Into the Impossible With Brian Keating
Science:Natural Sciences
In 2009, Kaltenegger realized that a telescope like JWST would see only tiny signals from atmospheric gases during each transit, so in order to achieve any statistical certainty, astronomers would need to observe dozens or even hundreds of transits, which would take years. Acting on this insight, astronomers started to seek Earths in close orbits around dimmer, colder red dwarf stars, where atmospheric signals will be less drowned out by starlight and transits repeat more frequently.

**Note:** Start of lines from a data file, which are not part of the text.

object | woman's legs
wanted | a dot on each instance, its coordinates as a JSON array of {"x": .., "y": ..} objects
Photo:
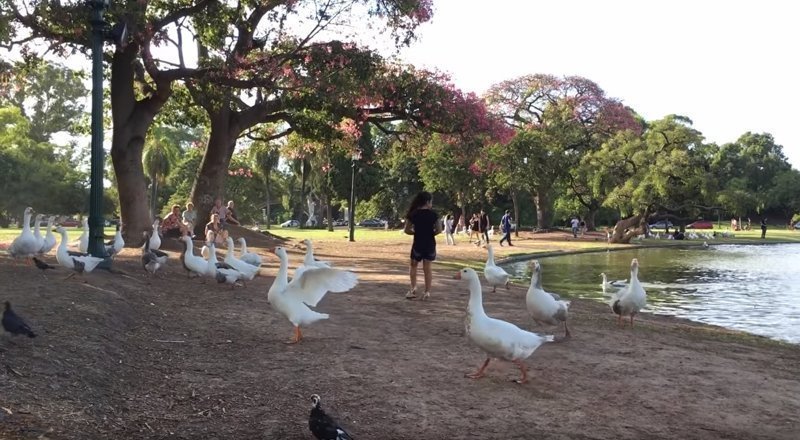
[
  {"x": 426, "y": 268},
  {"x": 412, "y": 274}
]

In 2017, astronomers announced the discovery of seven rocky planets around a red dwarf star called TRAPPIST-1. Then in September, the SPECULOOS-2 system emerged as a backup. These stars are close. They’re dim and red. They each have multiple rocky planets that transit. And as of the summer, the JWST is up and running even better than expected. It will spend a sizable fraction of the next five years staring hard at these messy globes of rock and chemicals spinning around their strange stars. For theoreticians like Kaltenegger who went from daydreaming of alternate Earths to churning out predictions about their atmospheric chemistry, decades of anticipation have given way to a slow fade-in of squiggly spectra on computer monitors.
The goal at the time was to compare spectra from rocky, temperate planets to what Earth’s spectrum would look like from far away, seeking conspicuous signals like a surplus of oxygen due to widespread photosynthesis. Kaltenegger’s objection was that, for the first 2 billion years of Earth’s existence, its atmosphere had no oxygen. Then it took another billion years for oxygen to build up to high levels. And this biosignature hit its highest concentration not in Earth’s present-day spectrum, but during a short window in the late Cretaceous Period when proto-birds chased giant insects through the skies.
Without a good theoretical model for how Earth’s own spectrum has changed, Kaltenegger feared, the big planet-finding missions could easily miss a living world that didn’t match a narrow temporal template. She needed to envision Earth as an exoplanet evolving through time. To do this, she adapted one of the first global climate models, developed by the geoscientist James Kasting, which still includes references to the 1970s magnetic-tape era it originated in. Kaltenegger developed this code into a bespoke tool that can analyze not only Earth through time but also radically alien scenarios, and it remains her lab’s workhorse.